Stewart C. Prager is the director of the Princeton Plasma Physics Laboratory, a Department of Energy national laboratory, and a professor of astrophysical sciences at Princeton, writes in the NY Times:
An abundant, safe and clean energy source once thought to be the stuff of science fiction is closer than many realize: nuclear fusion. Making it a reality, however, will take significant investment from the government at a time when spending on scientific research is under threat.
Harnessing nuclear fusion, the energy that powers the sun and the stars, has been a goal of physicists worldwide since the 1950s. It is essentially inexhaustible and it can be created using hydrogen isotopes — chemical cousins of hydrogen, like deuterium — that can readily be extracted from seawater.
Fusion energy is created by fusing two atomic nuclei, in the process converting mass to energy, which appears as heat. The heat, as in conventional nuclear fission reactors, turns water into steam, which drives turbines to generate electricity, or is used to produce fuels for transportation or other uses.
Fusion energy generates zero greenhouse gases. It offers no chance of a catastrophic accident. It can be available to all nations, relying only on the Earth’s oceans. When commercialized, it will transform the world’s energy supply.
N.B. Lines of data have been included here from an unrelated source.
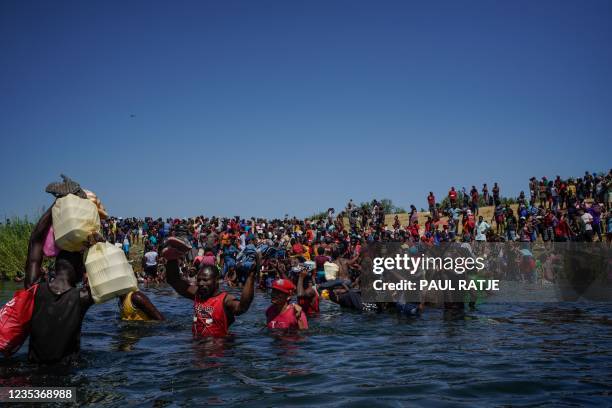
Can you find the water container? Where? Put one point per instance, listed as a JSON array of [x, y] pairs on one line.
[[74, 219], [108, 272], [331, 270]]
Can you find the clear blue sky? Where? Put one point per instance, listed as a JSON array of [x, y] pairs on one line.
[[266, 108]]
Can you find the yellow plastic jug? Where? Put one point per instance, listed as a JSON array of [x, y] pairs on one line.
[[108, 272], [74, 219], [331, 270]]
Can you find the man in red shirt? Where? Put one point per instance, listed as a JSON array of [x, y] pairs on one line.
[[431, 200], [214, 310], [452, 196]]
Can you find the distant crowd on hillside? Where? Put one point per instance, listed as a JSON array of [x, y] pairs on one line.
[[574, 209]]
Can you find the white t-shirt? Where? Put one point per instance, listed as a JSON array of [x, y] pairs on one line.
[[480, 231]]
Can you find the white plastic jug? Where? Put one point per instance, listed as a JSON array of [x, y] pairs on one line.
[[331, 270], [74, 219], [108, 272]]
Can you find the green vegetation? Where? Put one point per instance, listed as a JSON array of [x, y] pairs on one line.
[[14, 239]]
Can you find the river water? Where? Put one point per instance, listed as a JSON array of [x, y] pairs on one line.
[[520, 355]]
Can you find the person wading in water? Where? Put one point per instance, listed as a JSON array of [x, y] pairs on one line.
[[59, 306], [214, 310]]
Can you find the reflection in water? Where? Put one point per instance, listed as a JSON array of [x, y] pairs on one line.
[[526, 354]]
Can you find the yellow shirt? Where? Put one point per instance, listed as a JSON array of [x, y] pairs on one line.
[[129, 312]]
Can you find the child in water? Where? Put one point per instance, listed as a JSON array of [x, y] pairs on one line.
[[282, 314]]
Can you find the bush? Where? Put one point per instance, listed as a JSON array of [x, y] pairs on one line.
[[14, 240]]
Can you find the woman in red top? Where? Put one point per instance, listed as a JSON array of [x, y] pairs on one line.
[[307, 295], [282, 314], [213, 311]]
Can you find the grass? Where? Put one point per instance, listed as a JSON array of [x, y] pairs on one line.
[[14, 240]]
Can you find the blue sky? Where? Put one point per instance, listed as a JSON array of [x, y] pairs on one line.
[[266, 108]]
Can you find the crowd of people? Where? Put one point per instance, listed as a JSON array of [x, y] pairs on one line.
[[309, 260]]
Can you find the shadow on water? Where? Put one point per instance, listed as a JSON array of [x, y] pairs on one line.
[[519, 354]]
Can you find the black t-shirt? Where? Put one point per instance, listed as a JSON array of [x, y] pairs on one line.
[[56, 325]]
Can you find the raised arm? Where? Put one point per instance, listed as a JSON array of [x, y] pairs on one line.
[[173, 277], [238, 307], [35, 249]]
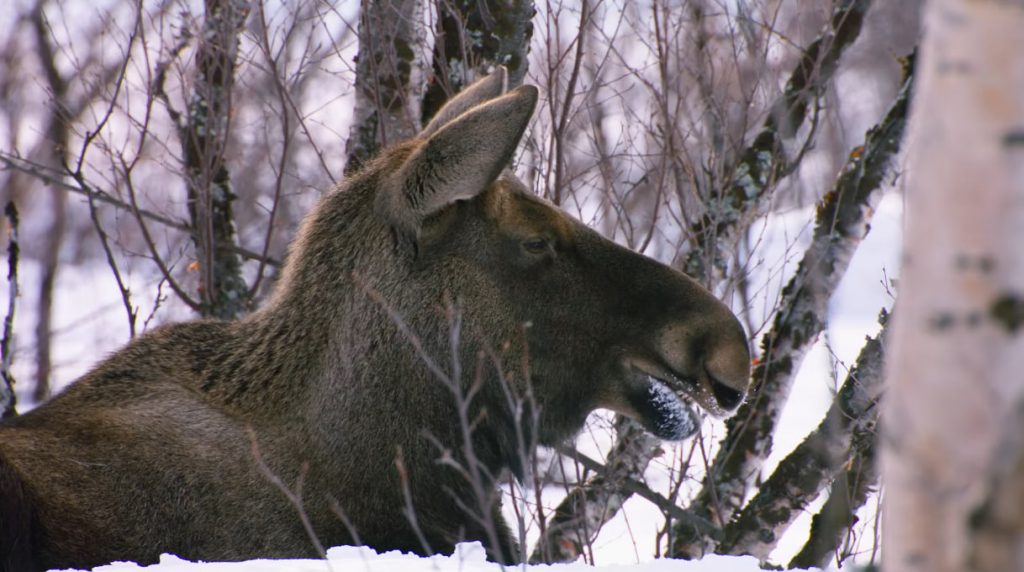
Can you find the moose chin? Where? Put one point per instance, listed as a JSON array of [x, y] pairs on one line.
[[433, 315]]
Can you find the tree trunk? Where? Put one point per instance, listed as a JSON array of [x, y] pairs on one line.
[[8, 400], [204, 137], [952, 428], [389, 78]]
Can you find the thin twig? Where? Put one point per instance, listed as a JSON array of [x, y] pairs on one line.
[[8, 399]]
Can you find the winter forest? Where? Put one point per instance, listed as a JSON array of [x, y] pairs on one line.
[[846, 175]]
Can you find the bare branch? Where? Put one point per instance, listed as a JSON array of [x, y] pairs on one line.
[[841, 225], [204, 141], [55, 178], [763, 162], [8, 400], [802, 475]]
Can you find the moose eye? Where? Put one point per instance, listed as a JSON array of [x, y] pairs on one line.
[[536, 246]]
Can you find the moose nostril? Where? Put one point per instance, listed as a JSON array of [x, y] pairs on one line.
[[727, 397]]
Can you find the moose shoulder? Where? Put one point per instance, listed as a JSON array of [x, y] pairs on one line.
[[433, 316]]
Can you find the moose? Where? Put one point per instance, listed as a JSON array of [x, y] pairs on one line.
[[433, 315]]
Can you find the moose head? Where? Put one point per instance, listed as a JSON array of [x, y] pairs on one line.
[[425, 305]]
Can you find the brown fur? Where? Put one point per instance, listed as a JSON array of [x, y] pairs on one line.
[[151, 451]]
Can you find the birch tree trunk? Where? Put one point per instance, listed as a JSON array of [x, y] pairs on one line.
[[952, 428]]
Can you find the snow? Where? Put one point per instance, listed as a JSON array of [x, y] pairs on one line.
[[468, 558]]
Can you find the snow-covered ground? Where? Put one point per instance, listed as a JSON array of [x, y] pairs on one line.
[[468, 558]]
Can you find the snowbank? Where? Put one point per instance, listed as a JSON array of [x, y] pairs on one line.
[[468, 558]]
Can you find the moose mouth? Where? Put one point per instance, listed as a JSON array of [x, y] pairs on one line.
[[665, 412]]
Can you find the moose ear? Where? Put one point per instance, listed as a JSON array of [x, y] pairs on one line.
[[480, 91], [456, 163]]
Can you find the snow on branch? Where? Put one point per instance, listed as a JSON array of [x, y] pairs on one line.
[[815, 463], [842, 222]]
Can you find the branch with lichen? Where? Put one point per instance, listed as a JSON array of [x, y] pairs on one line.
[[204, 135], [842, 222], [805, 84], [764, 162], [472, 38], [389, 78], [816, 462], [8, 399]]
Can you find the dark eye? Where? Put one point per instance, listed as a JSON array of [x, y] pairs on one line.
[[536, 246]]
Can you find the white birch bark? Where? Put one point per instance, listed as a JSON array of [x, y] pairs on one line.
[[957, 350]]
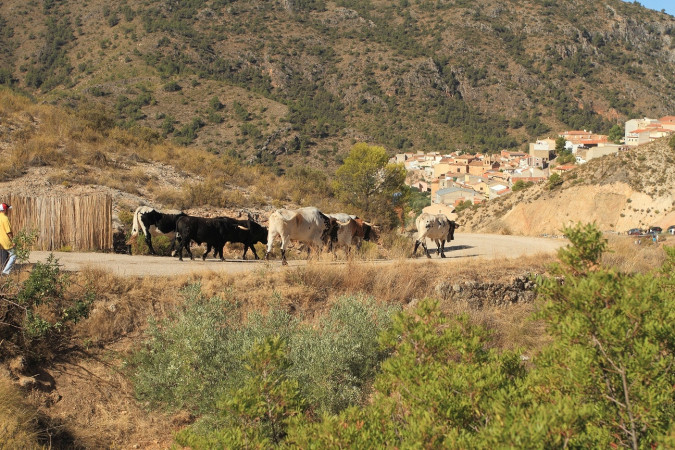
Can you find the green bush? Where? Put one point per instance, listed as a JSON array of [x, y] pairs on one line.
[[41, 314], [605, 381], [198, 354]]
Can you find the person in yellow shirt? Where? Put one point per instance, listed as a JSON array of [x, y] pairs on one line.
[[6, 237]]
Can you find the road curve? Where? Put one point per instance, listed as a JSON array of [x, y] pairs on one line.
[[465, 246]]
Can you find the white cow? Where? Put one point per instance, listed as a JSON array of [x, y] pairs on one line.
[[307, 225], [436, 227]]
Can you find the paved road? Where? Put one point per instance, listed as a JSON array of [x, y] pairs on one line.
[[465, 246]]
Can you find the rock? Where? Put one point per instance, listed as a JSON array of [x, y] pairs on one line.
[[17, 365], [27, 382]]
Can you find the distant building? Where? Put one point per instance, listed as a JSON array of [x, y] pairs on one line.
[[454, 196], [644, 131], [541, 152], [584, 155]]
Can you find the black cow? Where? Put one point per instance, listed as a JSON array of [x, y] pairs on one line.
[[148, 220], [247, 232], [201, 230]]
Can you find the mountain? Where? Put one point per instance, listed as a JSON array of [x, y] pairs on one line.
[[297, 82]]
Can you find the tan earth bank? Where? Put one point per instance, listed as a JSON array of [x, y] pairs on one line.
[[632, 189]]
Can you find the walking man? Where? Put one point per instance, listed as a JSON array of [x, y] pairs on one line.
[[6, 237]]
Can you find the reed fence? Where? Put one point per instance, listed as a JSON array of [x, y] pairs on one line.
[[80, 223]]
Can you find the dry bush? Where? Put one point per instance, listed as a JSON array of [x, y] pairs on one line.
[[18, 421], [627, 256], [169, 197], [122, 304], [138, 175]]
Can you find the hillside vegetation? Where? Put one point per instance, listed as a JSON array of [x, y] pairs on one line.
[[292, 82]]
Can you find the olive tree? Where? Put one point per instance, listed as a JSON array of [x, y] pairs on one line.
[[369, 182]]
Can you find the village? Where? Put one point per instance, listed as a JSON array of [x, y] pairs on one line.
[[458, 179]]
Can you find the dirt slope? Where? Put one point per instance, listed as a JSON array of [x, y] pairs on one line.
[[632, 189]]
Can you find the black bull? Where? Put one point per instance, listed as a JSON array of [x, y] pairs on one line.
[[165, 223], [216, 232]]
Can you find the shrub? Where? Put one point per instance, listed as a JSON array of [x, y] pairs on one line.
[[172, 86], [554, 181], [42, 312], [521, 185], [198, 354], [603, 382], [17, 420]]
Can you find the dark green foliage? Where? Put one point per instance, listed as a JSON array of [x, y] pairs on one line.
[[605, 381], [418, 200], [172, 86], [554, 181], [521, 185], [129, 110], [197, 355], [188, 132], [560, 145], [483, 131], [439, 387], [616, 133], [41, 314], [565, 157], [52, 67]]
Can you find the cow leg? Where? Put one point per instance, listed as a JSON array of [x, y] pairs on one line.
[[181, 244], [284, 243], [426, 250], [148, 240], [270, 244]]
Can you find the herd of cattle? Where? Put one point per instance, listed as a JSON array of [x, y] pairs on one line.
[[304, 225]]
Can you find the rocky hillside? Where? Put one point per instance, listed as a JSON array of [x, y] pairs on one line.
[[297, 82], [633, 189]]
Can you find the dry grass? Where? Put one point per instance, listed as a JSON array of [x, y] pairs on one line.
[[18, 421], [124, 304], [628, 257]]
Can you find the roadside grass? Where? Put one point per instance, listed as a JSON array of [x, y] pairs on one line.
[[18, 420], [89, 150], [627, 256]]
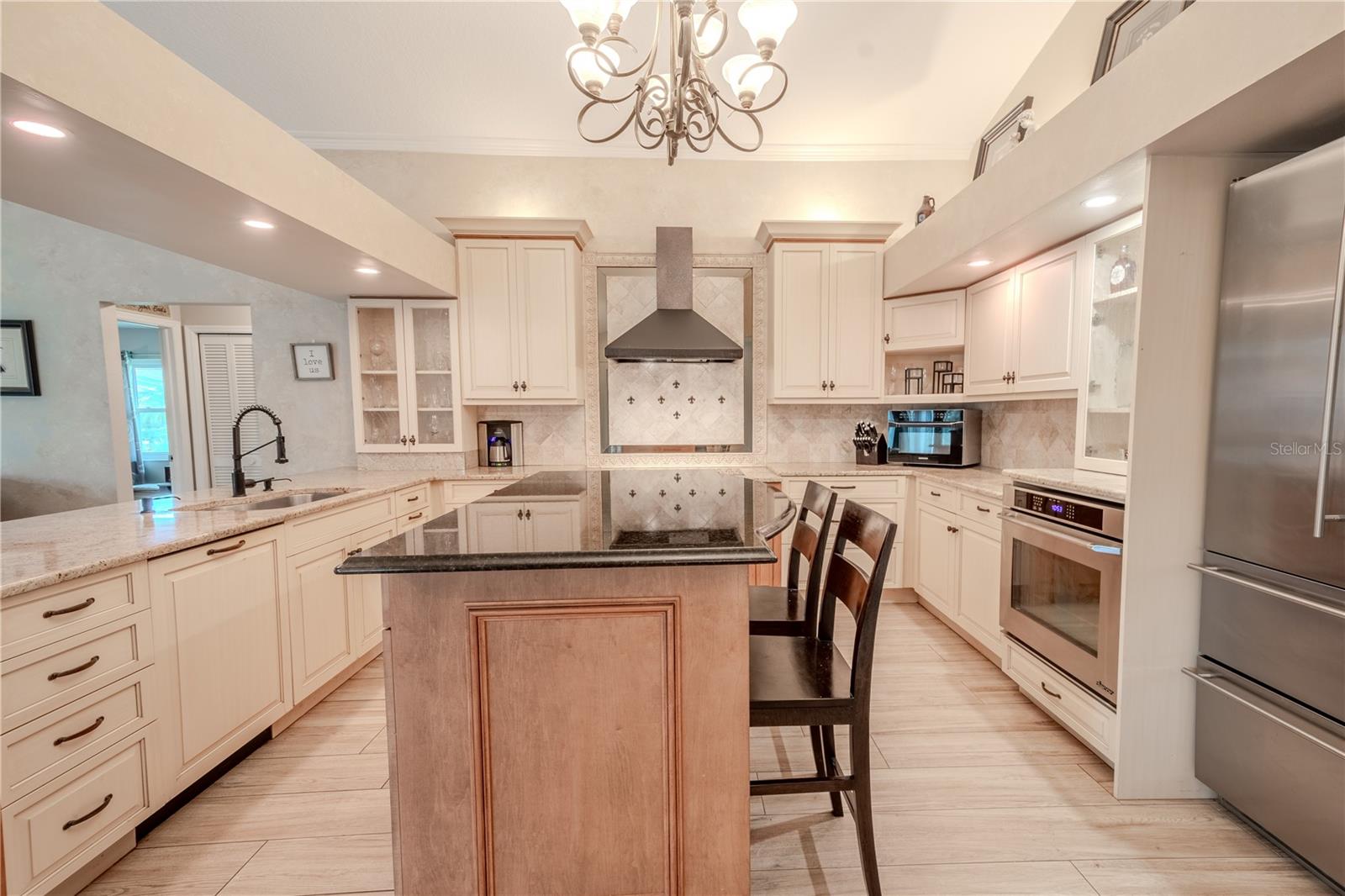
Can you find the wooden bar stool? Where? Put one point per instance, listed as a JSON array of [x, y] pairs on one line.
[[780, 609], [806, 680]]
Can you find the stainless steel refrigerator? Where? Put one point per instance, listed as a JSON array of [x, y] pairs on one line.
[[1270, 697]]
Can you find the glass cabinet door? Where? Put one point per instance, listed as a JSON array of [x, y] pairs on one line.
[[430, 338], [1103, 440], [378, 340]]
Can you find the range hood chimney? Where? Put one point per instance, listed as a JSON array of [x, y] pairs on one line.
[[672, 331]]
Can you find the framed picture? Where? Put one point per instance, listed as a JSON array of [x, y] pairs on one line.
[[313, 360], [1000, 140], [1130, 26], [18, 360]]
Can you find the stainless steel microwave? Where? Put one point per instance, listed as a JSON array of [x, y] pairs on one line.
[[935, 436]]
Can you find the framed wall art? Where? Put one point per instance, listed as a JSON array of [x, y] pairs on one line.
[[1008, 134], [1130, 27], [313, 360], [18, 360]]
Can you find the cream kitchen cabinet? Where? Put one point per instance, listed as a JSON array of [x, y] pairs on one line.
[[521, 320], [916, 323], [222, 649], [1022, 329], [510, 526], [405, 377], [826, 322]]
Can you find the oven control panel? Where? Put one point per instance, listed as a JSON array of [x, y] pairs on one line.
[[1075, 513]]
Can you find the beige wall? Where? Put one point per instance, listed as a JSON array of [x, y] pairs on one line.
[[625, 199]]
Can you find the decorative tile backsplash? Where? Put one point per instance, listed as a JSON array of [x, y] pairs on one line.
[[670, 403], [1015, 434]]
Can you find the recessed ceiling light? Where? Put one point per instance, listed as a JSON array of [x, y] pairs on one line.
[[40, 129]]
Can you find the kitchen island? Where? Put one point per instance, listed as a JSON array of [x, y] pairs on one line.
[[567, 665]]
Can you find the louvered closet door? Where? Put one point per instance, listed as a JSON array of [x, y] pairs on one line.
[[228, 385]]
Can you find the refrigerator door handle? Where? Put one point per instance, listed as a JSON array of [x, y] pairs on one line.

There’s a catch. The development of fusion energy is one of the most difficult science and engineering challenges ever undertaken. Among other challenges, it requires production and confinement of a hot gas — a plasma — with a temperature around 100 million degrees Celsius.
But potential solutions to these daunting technical challenges are emerging. In one approach, known as magnetic fusion, hot plasma is confined by powerful magnets. A second approach uses large, intense lasers to bombard a frozen pellet of fusion fuel (deuterium and tritium nuclei) to heat the pellet and cause fusion to occur in a billionth of a second. Whereas magnetic fusion holds a hot plasma indefinitely, like a sun, the second approach resembles an internal combustion engine, with multiple mini-explosions (about five per second).
Once a poorly understood area of research, plasma physics has become highly developed. Scientists not only produce 100 million-degree plasmas routinely, but they control and manipulate such “small suns” with remarkable finesse. Since 1970 the power produced by magnetic fusion in the lab has grown from one-tenth of a watt, produced for a fraction of a second, to 16 million watts produced for one second — a billionfold increase in fusion energy.